BE EASY TO DO BUSINESS WITH
The Most Sophisticated Co-Sell Strategy in the World Will Underperform If the Agency Is Slow, Inflexible, or Bureaucratic.
There is a category of agency failure that doesn't show up in capability assessments, certification audits, or partner program reviews. It shows up in the moment a vendor sales rep decides not to call.
Not because the agency lacks expertise. Not because the relationship is damaged. But because the last time the rep worked with the agency, something was slow, or complicated, or created friction that the rep had to manage.
Being easy to do business with is not a soft, relationship-hygiene consideration. It is a strategic competency.
What Easy to Do Business With Actually Means
Responding quickly — quickly enough that the rep feels like they've reached a resource rather than submitted a request.
Communicating clearly — without jargon or unnecessary complexity.
Following through completely — in the way that was promised, by the deadline that was committed to.
Being commercially flexible — willing to adapt pricing, scope, and engagement structure to the realities of how enterprise deals actually get done.
Committing resources to the sales process itself — investing people and time in co-sell opportunities before a contract exists, without requiring bureaucratic justification.
The Commercial Flexibility Problem
Most agencies have pricing and scoping processes designed for direct client sales. Co-sell situations don't work that way. The deal is already in motion. The rep needs the agency to engage with the commercial realities of that deal — quickly, flexibly.
What commercial flexibility looks like in practice: pre-built pricing frameworks for common co-sell engagement types; authority delegated to the people in the co-sell conversation; willingness to phase engagements to fit the prospect's budget reality.
The Resource Commitment Problem
Enterprise co-sell opportunities require agency investment before a contract exists. Most agencies approach this pre-sales investment reluctantly — treating it as a cost to minimize rather than an investment to make deliberately.
The agencies that build the strongest co-sell reputations commit the right resources, at the right level, to give the opportunity the best possible chance of closing — without requiring the rep to justify the investment through an internal qualification process that signals distrust.
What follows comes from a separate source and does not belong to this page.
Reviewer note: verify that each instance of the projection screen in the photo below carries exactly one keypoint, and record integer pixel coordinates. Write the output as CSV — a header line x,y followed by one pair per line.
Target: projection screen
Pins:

The Reputation That Operational Excellence Builds
There is a specific reputation that operationally excellent agencies develop inside vendor sales orgs. It is the reputation of being reliable. Not brilliant. Not the most innovative. Reliable.
In a partner ecosystem full of agencies that are capable but complicated, reliability is a genuine differentiator. It is the quality that makes a rep comfortable staking their client relationship on an agency introduction.